Benefits of neoadjuvant therapy

Neoadjuvant systemic therapy permits in-vivo sensitivity testing in addition to a reduction in surgical morbidity (more breast conservation, fewer axillary lymphadenectomies) [99], [100]. Based on the effect of the neoadjuvant systemic therapy on the primary tumour, its effect on the long-term prognosis can be estimated, possibly through the destruction and monitoring of micrometastases [62], [101].
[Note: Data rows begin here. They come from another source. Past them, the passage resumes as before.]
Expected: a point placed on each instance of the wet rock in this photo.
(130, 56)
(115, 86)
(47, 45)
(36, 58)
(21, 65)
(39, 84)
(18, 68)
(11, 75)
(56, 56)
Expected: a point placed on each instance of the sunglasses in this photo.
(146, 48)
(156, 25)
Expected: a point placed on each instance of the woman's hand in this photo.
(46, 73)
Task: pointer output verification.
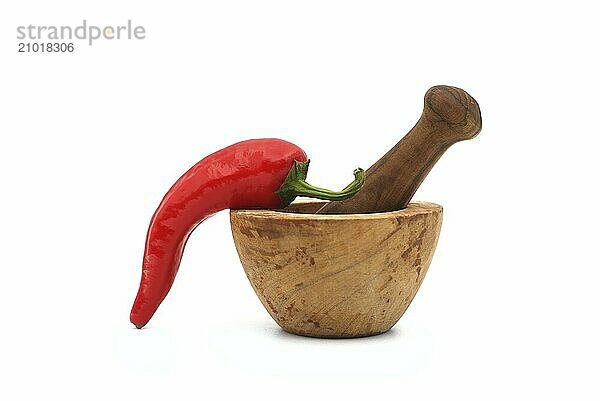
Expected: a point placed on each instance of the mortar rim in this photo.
(413, 209)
A recent meta-analysis once again highlighted the prognostic significance of reaching pathological complete remission (pCR) following neoadjuvant chemotherapy [102]. After evaluating 52 studies (51.1% randomised; 6.1% single-arm; 42.8% retrospective) with 27 895 patients and a median follow-up period of 4 years, it was confirmed that, by achieving pCR, the risk of a breast cancer event decreases significantly by 69% (HR 0.31; 95% CI 0.24 – 0.39) and the risk of dying decreases significantly by 78% (HR 0.22; 95% CI 0.15 – 1.30). The absolute effect after 5 years on DFS and overall survival (OS) was 21 and 19%, respectively ([Fig. 2] and [3]). With a short follow-up time, the absolute effect was the greatest in the case of patients with triple-negative breast cancer, followed by patients with HER2-positive and hormone-receptor-positive, HER2-negative breast cancer (Δ in the 5-year EFS 33 vs. 23 vs. 9%). According to the statistics, a Δ in the pCR rate of 20% transferred in the studies into a reduction in the event risk by approx. 20% [102]. Additional postoperative chemotherapy after reaching pCR did not improve the prognosis.

Zoom Image
Fig. 2 Event-free 5-year probability after neoadjuvant chemotherapy and with pathological complete remission (blue) or without pCR (red).
Zoom Image
Fig. 3 5-year overall probability after neoadjuvant chemotherapy and with pathological complete remission (blue) or without pCR (red).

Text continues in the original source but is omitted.